There is a single puzzle toward the end that actually approaches decent, as you try to escape a room while regularly putting things back the way they were before a monster comes to check. Unfortunately, they couldn’t resist making it a slow-paced and boring affair with RNG elements anyway. Whatever fluffs up the runtime, I guess. 


They say familiarity breeds contempt, and the more time I spend in this series’ dismal world, the more relatable a statement that becomes.


1/10

Garten of Banban IV


While it immediately starts with a cheap ambush that will likely kill you since you don’t know to start running as soon as you can, Garten of Banban IV represents something of a jump in quality. It’s still fucking abysmal, but there’s voice acting that actually attempts to act, and some environments with basic textures and detailing. Shame these details constantly glitch out.


A couple of NPCs join you this time. Their main goal seems to be following so closely behind that they almost always block your path when you need to turn around. Stupid fucking videogame. 

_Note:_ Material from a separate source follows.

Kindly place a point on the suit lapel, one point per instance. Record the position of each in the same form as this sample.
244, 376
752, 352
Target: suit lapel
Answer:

With an actual hint of production value, Garten of Banban IV is better, but it’s nowhere near acceptable. The larger environments lead to obscene amounts of backtracking, while the story and scares are as sad as ever. It is every bit the ugly, exploitative commercial its predecessors were.


2.5/10

There’s something off about this entire series. From its barely known perpetrators to its instant worldwide success, it reeks of premeditation. I find it hard to believe the virulent spread of this trash was particularly organic. 


Having played the first four Banban games, I am in no hurry whatsoever to experience the rest. They’re inept, obnoxious, and above all, lazy. Lazy lazy lazy shit.